Quick sort is recursive on both sides, so it's a binary tree. The height of the tree is how many pieces we cut the question into

There is also... something based on graphs. If you think about Fibonacci sequence, F(5)=F(4)+F(3), F(4)=F(3)+F(2), WHERE F(3) was called twice.

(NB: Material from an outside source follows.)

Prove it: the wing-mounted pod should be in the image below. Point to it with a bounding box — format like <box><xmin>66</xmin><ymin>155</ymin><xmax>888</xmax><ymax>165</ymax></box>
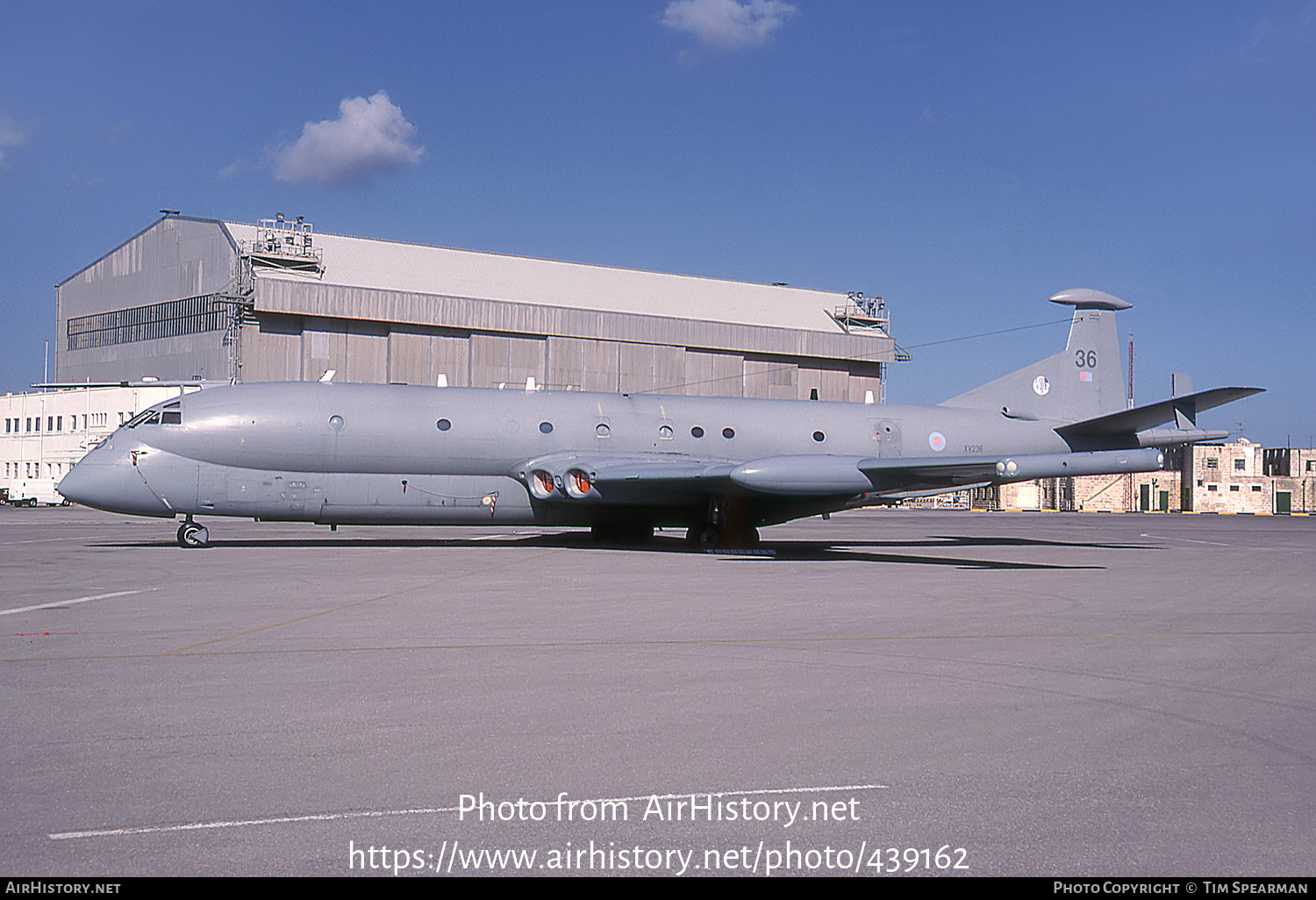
<box><xmin>994</xmin><ymin>450</ymin><xmax>1165</xmax><ymax>484</ymax></box>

If we take each call as a node...(?)

Searchings

  • 状态空间(State Space $S$):所有可能存在的世界状态的集合。
  • 初始状态(Initial State $s_0$):エージェント(智能体)开始的起点。
  • 动作(Actions $A(s)$):在某个状态下可以采取的合法操作。
  • 转移模型(Transition Model / Successor Function):输入当前状态和动作,返回结果状态以及对应的步骤代价(Step Cost $c(s, a, s')$)。
  • 目标测试(Goal Test $G(s)$):判断当前状态是否达到了最终目标的测试。

Uninformed Search

Two very instinctive approach are sequence search and binary search

Depth-First Search

LIFO Stack to manage fringe

ultility:

  1. space complexity $O(bm)$, b is branching factor, m is max depth
  2. possible dead loop, always finding the leftest solution rather than the best

Breadth-First Search

FIFO Queue ultility:

  1. space complexity $O(b^s)$, s is the depth of shallowest solution
  2. complete; best only when each step's cost is the same

Uniform Cost Search

always expands the node where Backward Cost $g(n)$ is the smalleat.

Priority Queue

~Dijkstra

Informed Search

Heuristic Function $h(n)$, estimate the cost from current node to goal

Greedy Search

每次都优先展开 $h(n)$ 最小(即看起来离目标最近)的节点. 容易被错误的诱导带偏,最坏情况下会退化成像 DFS 一样糟糕,既不完整也不最优

A* Search

$$f(n) = g(n) + h(n)$$ 其中 $g(n)$ 是从起点到当前节点的实际代价,$h(n)$ 是估计的剩余代价。每次优先展开 $f(n)$ 最小的节点。

只有当Goal被从优先队列中弹出来(Remove-Front)时,搜索才宣告结束。仅仅看到它进入队列是不能停止的,因为后面可能还有更好的路径。

Admissibility

to ensure A* tree search find the best solution. h(n) must be admissible: $$0 \le h(n) \le h^(n)$$ $h^(n)$ 是实际到目标的真实最小代价。这意味着它绝不能高估实际代价。